The alkaline-hydrolyzable N for 0-6, 0-12, 0-18, and 0-24-depth ranged from 248 – 348, 188 – 254, 140 – 224, and 124 – 208 lb/A, respectively. These values are within the ranges reported by Scientists in the Southern U.S. Significant differences in average mineralizable N were observed among soil depth, with the highest amount (289 lb/A) at the 0-6-inch and decreased with depth (Figure 1). All the N trials showed a positive linear response to N fertilizer application. Grain yield of the check plots ranged from 50 to 131 bu per acre, with the relative grain yield values ranging from 23 to 59% of the maximum yield at each trial location. A significant and positive linear relationship was observed between the check plot yield and alkaline-hydrolyzable N for all depths, with the best predictive relationship occurring at the 0-18-inch depth (R2 = 0.682) (Figure 2). This suggests that mineralizable-N at soil 0-18 has substantial influence on the predictability of crop response to N fertilizer, which aligns with previous studies.

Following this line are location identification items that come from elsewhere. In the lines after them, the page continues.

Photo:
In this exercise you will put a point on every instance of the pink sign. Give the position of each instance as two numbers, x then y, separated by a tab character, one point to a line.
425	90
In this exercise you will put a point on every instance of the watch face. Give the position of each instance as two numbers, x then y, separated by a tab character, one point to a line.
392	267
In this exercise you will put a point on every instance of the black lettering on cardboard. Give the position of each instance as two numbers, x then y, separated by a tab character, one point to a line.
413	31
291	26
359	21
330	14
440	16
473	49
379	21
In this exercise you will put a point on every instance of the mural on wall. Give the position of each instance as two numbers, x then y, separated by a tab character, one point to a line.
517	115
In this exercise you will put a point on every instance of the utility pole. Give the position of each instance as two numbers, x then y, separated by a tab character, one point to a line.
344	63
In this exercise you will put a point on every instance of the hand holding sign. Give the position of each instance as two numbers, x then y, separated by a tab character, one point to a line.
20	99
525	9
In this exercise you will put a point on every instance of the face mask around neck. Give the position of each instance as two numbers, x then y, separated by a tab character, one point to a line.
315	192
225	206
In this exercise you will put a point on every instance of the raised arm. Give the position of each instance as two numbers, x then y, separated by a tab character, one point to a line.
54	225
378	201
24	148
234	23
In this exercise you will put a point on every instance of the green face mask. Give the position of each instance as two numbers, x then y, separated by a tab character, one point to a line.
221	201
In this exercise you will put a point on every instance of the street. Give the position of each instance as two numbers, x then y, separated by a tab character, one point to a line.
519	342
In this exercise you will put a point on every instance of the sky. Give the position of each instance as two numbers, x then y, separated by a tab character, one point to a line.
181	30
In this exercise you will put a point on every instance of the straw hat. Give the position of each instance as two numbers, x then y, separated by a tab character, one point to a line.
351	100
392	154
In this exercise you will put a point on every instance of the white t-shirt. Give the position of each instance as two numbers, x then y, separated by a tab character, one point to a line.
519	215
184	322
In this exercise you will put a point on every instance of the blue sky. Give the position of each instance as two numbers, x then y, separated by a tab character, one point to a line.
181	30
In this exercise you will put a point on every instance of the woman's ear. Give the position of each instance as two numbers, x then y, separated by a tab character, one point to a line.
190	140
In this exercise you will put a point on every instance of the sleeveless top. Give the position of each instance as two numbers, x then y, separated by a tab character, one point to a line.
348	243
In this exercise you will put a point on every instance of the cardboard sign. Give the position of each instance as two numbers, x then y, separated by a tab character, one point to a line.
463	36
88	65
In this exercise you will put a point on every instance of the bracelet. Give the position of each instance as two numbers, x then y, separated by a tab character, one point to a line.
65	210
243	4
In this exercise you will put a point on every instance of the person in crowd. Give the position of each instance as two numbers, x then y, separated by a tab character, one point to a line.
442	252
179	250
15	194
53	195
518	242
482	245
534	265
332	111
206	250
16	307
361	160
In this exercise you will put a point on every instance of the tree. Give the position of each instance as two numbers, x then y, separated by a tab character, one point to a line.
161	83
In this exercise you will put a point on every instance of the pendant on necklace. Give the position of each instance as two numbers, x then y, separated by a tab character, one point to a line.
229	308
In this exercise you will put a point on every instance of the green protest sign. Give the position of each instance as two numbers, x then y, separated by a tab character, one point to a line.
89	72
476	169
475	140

Figure 1. Range mean, median and interquartile dispersion of the alkaline-hydrolyzable N for 0-6, 0-12, 0-18, and 0-24-depth
Figure 2. Relationship between relative grain yield of check plot and alkaline-hydrolyzable N at (a) 0-6, (b) 0-12, (c) 0-18, and (d) 0-24-inch depths

Conclusion

Overall, the work suggests that alkaline-hydrolyzable N using the DSD method moderately correlates with corn N response in Tennessee. So, there is a potential to predicting N response, especially at the 0-18-inch soil depth. Studies have reported improve prediction of alkaline-hydrolyzable test when combined with soil organic matter. Other authors have reported that a model that includes soil texture as well as C and N content can also help with fertilizer N recommendations. On-going research funded by the Tennessee Corn Promotion Board will provide more information to ensure a robust prediction of N response but more important and possibly improve fertilizer N recommendations if the probability of success.